I principi sono normalmente all’insegna del buonsenso, e anche quelli proposti in materia di intelligenza artificiale dall’Organizzazione per la cooperazione e lo sviluppo economico (Ocse) e sottoscritti da 42 paesi non fanno eccezione. Le intelligenze artificiali devono portare benefici al genere umano; devono essere progettate in modo da rispettare i diritti umani, i valori democratici, le leggi; devono essere sicure e chi le realizza deve considerarsi responsabile del rispetto di tutti i principi di cui sopra. Questa l’estrema sintesi, ma proviamo a fare un passo indietro.
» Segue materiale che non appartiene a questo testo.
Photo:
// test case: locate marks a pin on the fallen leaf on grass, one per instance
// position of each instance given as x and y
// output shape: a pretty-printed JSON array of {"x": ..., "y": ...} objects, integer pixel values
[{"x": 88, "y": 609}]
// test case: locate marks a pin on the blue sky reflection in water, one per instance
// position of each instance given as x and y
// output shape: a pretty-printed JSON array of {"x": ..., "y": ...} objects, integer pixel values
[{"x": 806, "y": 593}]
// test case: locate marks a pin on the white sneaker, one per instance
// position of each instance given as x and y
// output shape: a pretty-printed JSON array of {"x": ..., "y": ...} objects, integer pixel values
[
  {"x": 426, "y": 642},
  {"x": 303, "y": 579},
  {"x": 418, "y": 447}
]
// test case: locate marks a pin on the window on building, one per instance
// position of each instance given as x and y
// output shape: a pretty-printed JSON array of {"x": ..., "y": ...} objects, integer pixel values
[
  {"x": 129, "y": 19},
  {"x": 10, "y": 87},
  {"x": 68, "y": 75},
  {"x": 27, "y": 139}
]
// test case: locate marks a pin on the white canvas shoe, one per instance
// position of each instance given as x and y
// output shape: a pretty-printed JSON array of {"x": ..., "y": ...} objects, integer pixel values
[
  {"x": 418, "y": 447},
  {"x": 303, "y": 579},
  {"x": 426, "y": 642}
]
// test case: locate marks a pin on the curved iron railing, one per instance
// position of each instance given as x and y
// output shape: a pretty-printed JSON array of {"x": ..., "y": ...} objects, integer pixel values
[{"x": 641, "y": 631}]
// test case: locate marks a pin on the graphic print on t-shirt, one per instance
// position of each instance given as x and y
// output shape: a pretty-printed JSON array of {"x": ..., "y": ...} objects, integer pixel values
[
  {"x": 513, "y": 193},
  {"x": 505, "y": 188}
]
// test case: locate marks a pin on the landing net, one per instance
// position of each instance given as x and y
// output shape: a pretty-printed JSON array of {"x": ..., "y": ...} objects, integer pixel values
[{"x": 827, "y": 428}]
Nelle premesse del documento che sancisce i principi si legge la definizione di sistema IA che recita: “È un sistema basato su macchine che può, per un dato gruppo di obiettivi definiti dall’uomo fare previsioni, offrire raccomandazioni, o prendere decisioni tali da influenzare ambienti reali o virtuali. I sistemi IA sono progettati per operare con diversi livelli di autonomia”. Questo chiarisce che non stiamo parlando di una macchina che possa riprodurre tutte le capacità di una mente umana, tecnicamente definita intelligenza artificiale “forte”, ma di quella “debole” ovvero un oggetto che si limiterà a uno specifico “gruppo” di funzionalità tipicamente umane.
Effettivamente la possibilità che possa esistere un sistema in grado di comportarsi esattamente come un essere umano appartiene ancora alla fantascienza, ma questa definizione forse presenta un altro limite. Le intelligenze artificiali “prevedono, raccomandano e decidono”, ma apparentemente non “agiscono”, eppure nel futuro che ci attende esse finiranno soprattutto per fare quello. Il mondo dell’Internet of Things promette auto a guida autonoma, frigoriferi che fanno la spesa, macchinari industriali e linee di montaggio prive di personale umano, dispositivi medici in grado di effettuare operazioni chirurgiche in autonomia. Tutte queste Intelligenze artificiali quindi non si limiteranno a decidere.
Qualcuno potrebbe obiettare che in definitiva il concetto è sottinteso nella definizione perché l’azione non è altro che il manifestarsi della decisione. Tuttavia non possiamo dimenticare che stiamo parlando di sistemi specializzati. Questo significa che due entità distinte potrebbero avere caratteristiche tali da qualificarle come intelligenze artificiali deboli in cui una decide e l’altra agisce (il fatto che un soldato semplice debba eseguire senza discutere gli ordini di un superiore non lo rende “meno umano”). Tuttavia la seconda non sarebbe vincolata ai limiti stabiliti nel documento dall’Ocse.
Quando si fissano dei principi si pongono le fondamenta stesse di un intero sistema, in questo caso giuridico, e forse sarebbe meglio dargli il respiro più ampio possibile. In fondo sarebbe bastato aggiungere un paio di parole, per esempio “prendere decisioni o compiere azioni tali da influenzare o modificare ambienti reali o virtuali”.